Lo spirito della vita dimorerà con me, durante il mio eterno riposo.[1]
 
«Non tutto è perduto.» mai si sarebbe immaginato di poter essere guardato da lei, come sta facendo ora: gli occhi eterocromi grati, rilucenti di una nuova speranza, che probabilmente da molto sperava qualcuno potesse offrirle.
Ed è bellissima.
Il petto gli batte all’impazzata.
Quanto può essere sciocco, è ovvio che lo sia; del resto ha letteralmente di fronte colei che più si avvicina ad una Dea.
«Spero non sia un crimine, desiderare con tutta me stessa che tu abbia ragione.»
«Non ho la capacità di prevedere il futuro, ma sento che Aaru, la nostra gente, non vuole ancora morire.»
La sente ridurre il respiro al minimo. Si rimprovera, forse ha osato troppo, con questa sua arrangiata previsione.
«Ringrazio qualunque cosa sia stata a spingerti a tornare nel deserto» il tono con cui Candace lo pronuncia è di una soffice onestà.
Cyno glielo direbbe, che lui stesso è felice di essere tornato, che non ha mai dimenticato il suo vero posto nel mondo, che gli è mancata casa, ma non è da lui svelare così apertamente i propri sentimenti. Si limita solo ad un leggero assenso, ma ancora la Guardina non lascia cadere la conversazione, anzi, gli si fa più vicina; il ché gli provoca disagio, ma nel contempo gli fornisce disonorevole sollievo.
«Tornerai all’Accademia?»
«Non per ora. No.»
Gli sorride.
Si guardano, per un tempo che lui vive come lunghissimo, ma forse non è durato che più di un istante. Avverte la sensazione dell’essere inghiottito, da quell’occhio d’oro e non ha idea di quali pensieri nasconda lo sguardo intenso della donna.

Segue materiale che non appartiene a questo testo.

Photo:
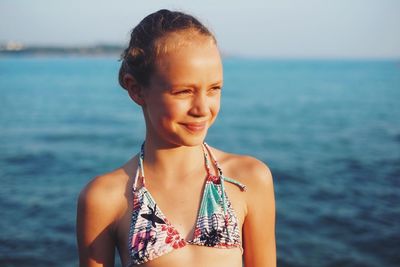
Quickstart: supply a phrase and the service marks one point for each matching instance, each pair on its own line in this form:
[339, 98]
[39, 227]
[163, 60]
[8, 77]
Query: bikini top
[151, 235]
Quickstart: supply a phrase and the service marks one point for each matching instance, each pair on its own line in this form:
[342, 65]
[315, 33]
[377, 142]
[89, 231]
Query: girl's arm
[94, 225]
[259, 224]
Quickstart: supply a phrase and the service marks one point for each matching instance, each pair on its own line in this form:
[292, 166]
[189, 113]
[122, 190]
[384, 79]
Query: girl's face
[183, 97]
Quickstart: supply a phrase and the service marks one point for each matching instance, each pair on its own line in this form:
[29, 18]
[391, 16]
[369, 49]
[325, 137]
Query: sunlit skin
[180, 103]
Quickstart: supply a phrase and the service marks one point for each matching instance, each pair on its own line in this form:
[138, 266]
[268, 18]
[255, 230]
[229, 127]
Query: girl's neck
[172, 162]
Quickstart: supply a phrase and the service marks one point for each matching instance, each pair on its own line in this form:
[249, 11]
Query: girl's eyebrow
[194, 85]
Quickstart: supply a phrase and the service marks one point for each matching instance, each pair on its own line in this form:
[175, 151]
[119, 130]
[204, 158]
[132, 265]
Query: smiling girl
[173, 204]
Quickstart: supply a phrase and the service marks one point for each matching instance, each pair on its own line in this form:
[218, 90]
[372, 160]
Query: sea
[329, 130]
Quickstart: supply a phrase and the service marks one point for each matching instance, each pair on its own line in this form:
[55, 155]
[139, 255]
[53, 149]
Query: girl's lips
[195, 127]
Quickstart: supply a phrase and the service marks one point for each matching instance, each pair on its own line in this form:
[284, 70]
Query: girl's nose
[199, 105]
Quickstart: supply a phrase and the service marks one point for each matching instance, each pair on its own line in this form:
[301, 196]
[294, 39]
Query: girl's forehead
[181, 39]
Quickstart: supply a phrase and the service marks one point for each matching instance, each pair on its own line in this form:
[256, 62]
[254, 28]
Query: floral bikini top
[151, 235]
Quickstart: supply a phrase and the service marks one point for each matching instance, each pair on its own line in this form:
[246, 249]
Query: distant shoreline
[97, 50]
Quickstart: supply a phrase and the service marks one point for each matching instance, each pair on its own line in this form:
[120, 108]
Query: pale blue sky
[279, 28]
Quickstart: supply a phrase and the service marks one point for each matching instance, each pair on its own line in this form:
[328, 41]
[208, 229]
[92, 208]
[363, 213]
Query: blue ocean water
[329, 131]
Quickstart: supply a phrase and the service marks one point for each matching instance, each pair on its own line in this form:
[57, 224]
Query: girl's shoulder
[246, 169]
[106, 193]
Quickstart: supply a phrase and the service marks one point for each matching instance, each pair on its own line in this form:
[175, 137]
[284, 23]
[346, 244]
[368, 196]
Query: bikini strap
[239, 184]
[139, 169]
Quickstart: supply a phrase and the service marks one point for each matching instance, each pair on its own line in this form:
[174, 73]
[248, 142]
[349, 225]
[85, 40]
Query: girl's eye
[182, 92]
[215, 88]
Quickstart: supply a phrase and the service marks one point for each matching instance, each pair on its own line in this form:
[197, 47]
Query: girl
[173, 204]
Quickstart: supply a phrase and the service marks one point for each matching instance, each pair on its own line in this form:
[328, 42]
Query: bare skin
[179, 107]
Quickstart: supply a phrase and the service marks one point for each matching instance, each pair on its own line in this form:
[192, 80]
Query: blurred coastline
[13, 48]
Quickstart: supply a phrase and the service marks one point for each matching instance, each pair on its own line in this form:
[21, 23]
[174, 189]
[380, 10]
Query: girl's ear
[135, 90]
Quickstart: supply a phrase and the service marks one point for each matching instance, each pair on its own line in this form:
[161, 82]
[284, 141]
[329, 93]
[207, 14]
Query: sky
[253, 28]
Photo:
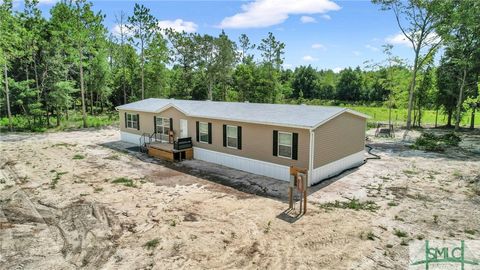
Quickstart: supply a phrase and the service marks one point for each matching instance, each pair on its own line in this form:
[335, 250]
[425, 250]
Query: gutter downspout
[311, 155]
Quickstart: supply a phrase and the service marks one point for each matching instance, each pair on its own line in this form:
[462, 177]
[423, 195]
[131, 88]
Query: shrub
[400, 233]
[152, 243]
[124, 181]
[433, 143]
[354, 204]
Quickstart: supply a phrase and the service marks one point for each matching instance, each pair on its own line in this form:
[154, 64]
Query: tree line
[71, 62]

Poi Candace si fa persino più vicina. Le sue labbra si piegano in un sorriso punto dal sarcasmo. «Buonanotte» gli soffia sulla guancia, così si alza e semplicemente si allontana, lasciandolo molto più scosso di quanto abbia la forza di ammettere.
 
 
Si è allontanato da Aaru senza preavviso, per dirigersi verso nord ovest. È giunto alla meta in una notte di cammino.
Il tempio gli si erge innanzi silenzioso, tra le dune di sabbia. Nello scorgerlo di nuovo, dopo così tanto tempo, si sente pervaso dalla nostalgia. Vi si avvicina.
Non sa per quale motivo abbia deciso di tornarci. È stato il puro istinto a volerlo qui e stavolta ha deciso di assecondarlo. Troppo a lungo ha dovuto limitare i propri movimenti. A lungo ha dovuto reprimere i propri impulsi, perché all’Accademia non erano consentiti.
Gli occhi gli si fanno languidi, nello sfiorare di nuovo lo stipite del sacro ingresso. Ne riconosce le scritte, le legge, anche se non ne avrebbe bisogno: perché trova piacere nell’essere ancora in grado di decifrare la Lingua Antica.
È davvero tornato a casa.
Anche se, purtroppo, non come Hermanubis, non come sacerdote, ma come schiavo dell’Accademia.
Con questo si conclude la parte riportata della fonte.